Os autores George Moura e Sérgio Goldenberg trazem em Maria e seu bando a imagem de um cangaço moderno e atualizado, onde a mulher é a líder. Junto com Simplício e Mudinho, personagem de Démick Lopes, vivem uma releitura do cangaço – que em sua definição tradicional segundo estudo de Maria Luiza Tapioca Silva  era um local que homens e mulheres obedeciam às normas estabelecidas e ofereciam parceria, confiança e fidelidade entre os membros. Maria, Simplício e Mudinho se uniram para proteger uns aos outros e também vingarem do poderoso Pedro Gouveia. Mesmo sendo inexperiente na região, Maria despenha papel de elo e liderança no grupo.

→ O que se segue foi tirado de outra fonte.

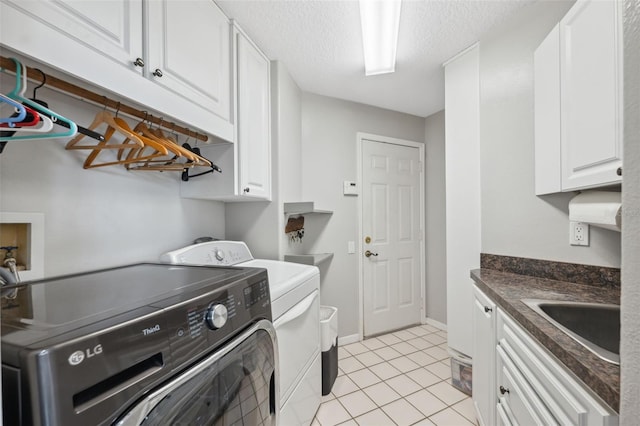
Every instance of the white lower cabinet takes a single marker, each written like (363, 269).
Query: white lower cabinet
(484, 355)
(529, 386)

“Onde Nascem os Fortes” traz duas personagens femininas muito fortes, mãe e filha que buscam cada uma de sua maneira lutar pela história de Nonato. Enquanto Cássia vai atrás dos meios legais, aproveita seu tempo na busca por melhorar a vida das famílias que vivem na seca. Devido a sua própria experiência pessoal, Cássia é articulada e mais racional do que a filha, por mais que sinta o medo de perder os dois filhos a consuma por completo, consegue agir de maneira mais fria e consciente. O fato de ter criado os gêmeos sozinha faz com que ela aja como uma leoa, que busca defender seus filhos das calúnias que circulam pelo sertão. Essa força interna da personagem também reflete diretamente na personalidade valente de Maria.

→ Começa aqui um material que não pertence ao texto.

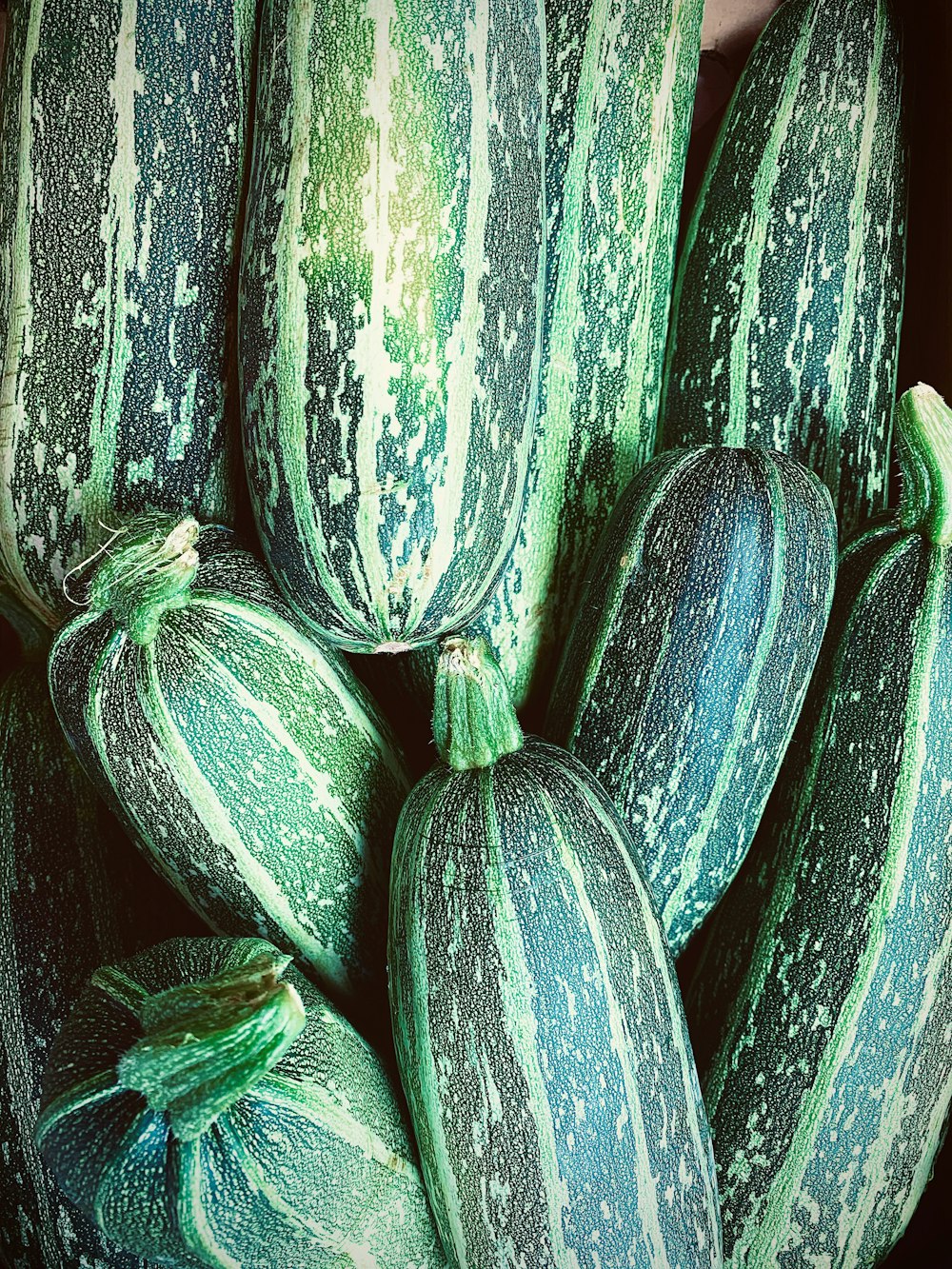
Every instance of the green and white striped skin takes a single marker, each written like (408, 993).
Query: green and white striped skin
(621, 90)
(788, 297)
(254, 770)
(122, 155)
(391, 306)
(681, 683)
(206, 1105)
(67, 902)
(537, 1021)
(828, 971)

Até o momento a supersérie nos mostrou uma protagonista sem medo de enfrentar as sombras de seu caminho. Ciente de sua sexualidade, inteligência e de articulação, Maria acredita que os fins justificam os meios em busca de justiça. Uma anti-heroína porreta e repleta de atitude, que não se deixa abater pelas ações de seus algozes. Talvez por isso, ela seja uma protagonista tão corajosa que faz com que o público torça por sua felicidade e consiga vencer o seco sertão dominado pelos seus figurões conservadores e totalitários.